Vie 14.11.2008

EL PAíS  › OPINION

Una pista

› Por Raúl Kollmann

Todo tiene que ver con la conexión local del atentado. O, mejor dicho, con la oscuridad que existe sobre quiénes colaboraron con los terroristas en el ataque contra la AMIA. Alberto Kanoore Edul era una pista, una buena pista. Registraba el único llamado inexplicado a Carlos Telleldín, la última persona que tuvo la Trafic que ocho días después estalló en la mutual judía.

En la investigación del atentado contra las Torres Gemelas hubo un punto de partida. Se supo enseguida quién fue la mano de obra: los 19 suicidas que se subieron a los cuatro aviones que se estrellaron contra el World Trade Center, el Pentágono y el que cayó en Pennsylvania. La pesquisa, buena o mala, tergiversada o no, tuvo ese punto de partida: la mano de obra del ataque.

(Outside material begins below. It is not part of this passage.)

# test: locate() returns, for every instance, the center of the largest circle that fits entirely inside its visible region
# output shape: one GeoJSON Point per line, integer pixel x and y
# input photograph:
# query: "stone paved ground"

En el atentado de Atocha, en Madrid, se produjo una casualidad: fallaron tres de las mochilas con explosivos puestas en los cuatro trenes en los que se provocó la masacre. De esas tres mochilas, dos fueron detonadas por las autoridades, pero una se recuperó intacta. Esa fue la clave para descubrir la mano de obra y la conexión local del atentado. Se investigó el celular utilizado en esa mochila para activar los explosivos y se pudo determinar el origen –una mina de Asturias– de la dinamita que provocó casi 200 muertos. El camino condujo a un grupo islámico, esencialmente marroquíes, más allá de que se pueda considerar buena o mala la investigación, tergiversada o no.

En el atentado contra la AMIA la investigación naufragó en todo lo que tuvo que ver con la conexión local, al punto de que hoy no se sabe de dónde salieron los explosivos, quiénes se llevaron la Trafic desde la casa de Telleldín, dónde se armó la camioneta-bomba, quiénes colaboraron en la trama. Pegando un salto pocas veces visto, la Justicia argentina condenó a Irán sin tener reales pruebas sobre la mano de obra del ataque.

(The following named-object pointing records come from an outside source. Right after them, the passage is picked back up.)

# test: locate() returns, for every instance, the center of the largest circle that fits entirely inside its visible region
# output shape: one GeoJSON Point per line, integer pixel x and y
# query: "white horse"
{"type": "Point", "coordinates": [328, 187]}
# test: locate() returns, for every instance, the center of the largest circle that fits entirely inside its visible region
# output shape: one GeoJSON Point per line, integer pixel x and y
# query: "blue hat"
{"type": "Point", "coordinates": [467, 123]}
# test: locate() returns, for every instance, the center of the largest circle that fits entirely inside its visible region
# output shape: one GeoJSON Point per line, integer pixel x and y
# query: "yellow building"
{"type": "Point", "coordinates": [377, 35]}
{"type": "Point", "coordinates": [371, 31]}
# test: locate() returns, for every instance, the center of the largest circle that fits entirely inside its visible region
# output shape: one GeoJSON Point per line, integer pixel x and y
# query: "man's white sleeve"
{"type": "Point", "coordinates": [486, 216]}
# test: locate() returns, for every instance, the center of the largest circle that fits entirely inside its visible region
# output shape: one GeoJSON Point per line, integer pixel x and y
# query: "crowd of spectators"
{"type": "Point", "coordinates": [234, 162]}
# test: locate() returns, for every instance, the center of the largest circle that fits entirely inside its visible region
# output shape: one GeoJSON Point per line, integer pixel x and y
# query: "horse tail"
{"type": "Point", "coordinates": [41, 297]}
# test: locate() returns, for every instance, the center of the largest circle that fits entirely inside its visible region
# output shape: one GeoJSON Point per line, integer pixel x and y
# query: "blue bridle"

Kanoore Edul era efectivamente una pista. Los indicios en su contra son, como mínimo, llamativos. Desde su auto se hizo una llamada el 10 de julio de 1994 al teléfono de Telleldín. Albertito, como le dicen, nunca la pudo explicar. Primero dijo que llamó el chofer, después que fue para averiguar por la Trafic que vendía Telleldín, aunque no llamó a ningún otro aviso de venta de camionetas de ese día y, finalmente, sostuvo que no se acordaba de aquella llamada. Además, como descubrió en su momento el periodista Carlos Juvenal, el camión que dejó un volquete cinco minutos antes del atentado tenía en su hoja de ruta la dirección de la calle Constitución al 2800, donde hay un baldío inhabitado y a pasos de la vivienda de Kanoore Edul. El padre de Albertito, Alberto, de origen sirio-libanés, tenía una larga relación con Menem y, aunque hoy el fiscal y los jueces digan lo contrario –afirman que Kanoore tenía relación con el agregado cultural de Irán, Moshen Rabbani—, siempre se consideró que Kanoore Edul era un hilo que más bien conducía a Siria, una pista prohibida en aquel momento.

Sucede que el riojano –de acuerdo con testimonios categóricos del expediente– había hecho promesas preelectorales al régimen de los Assad y una de las hipótesis, nunca comprobada, fue que el móvil del atentado fueron justamente las promesas incumplidas: asistencia técnica en materia nuclear y la construcción del misil Cóndor. La pista siria, como la iraní, partían y aún parten de un default: al no tener certeza sobre la mano de obra del atentado ni la conexión local, resulta más que difícil probar quién fue al autor intelectual del atentado.

Lo cierto es que el fiscal Alberto Nisman, totalmente jugado por la pista iraní, denunció que la investigación sobre Kanoore fue bloqueada por Menem mismo. Y ese criterio de la Casa Rosada bajó hasta Galeano, como lo probaría incluso la llamada que Munir Menem le hizo al magistrado de entonces. Todos tendrán que ir ahora al despacho del juez Ariel Lijo para explicar su actuación. Y es justo que concurran como imputados.

Porque el default sigue allí. Muy poco, casi nada, se sabe sobre la ejecución del atentado y los que concretaron en la Argentina los pasos finales del ataque. Basta una prueba. Después de tres años de juicio oral, los tres jueces no pudieron decir siquiera si en el atentado hubo un suicida o no.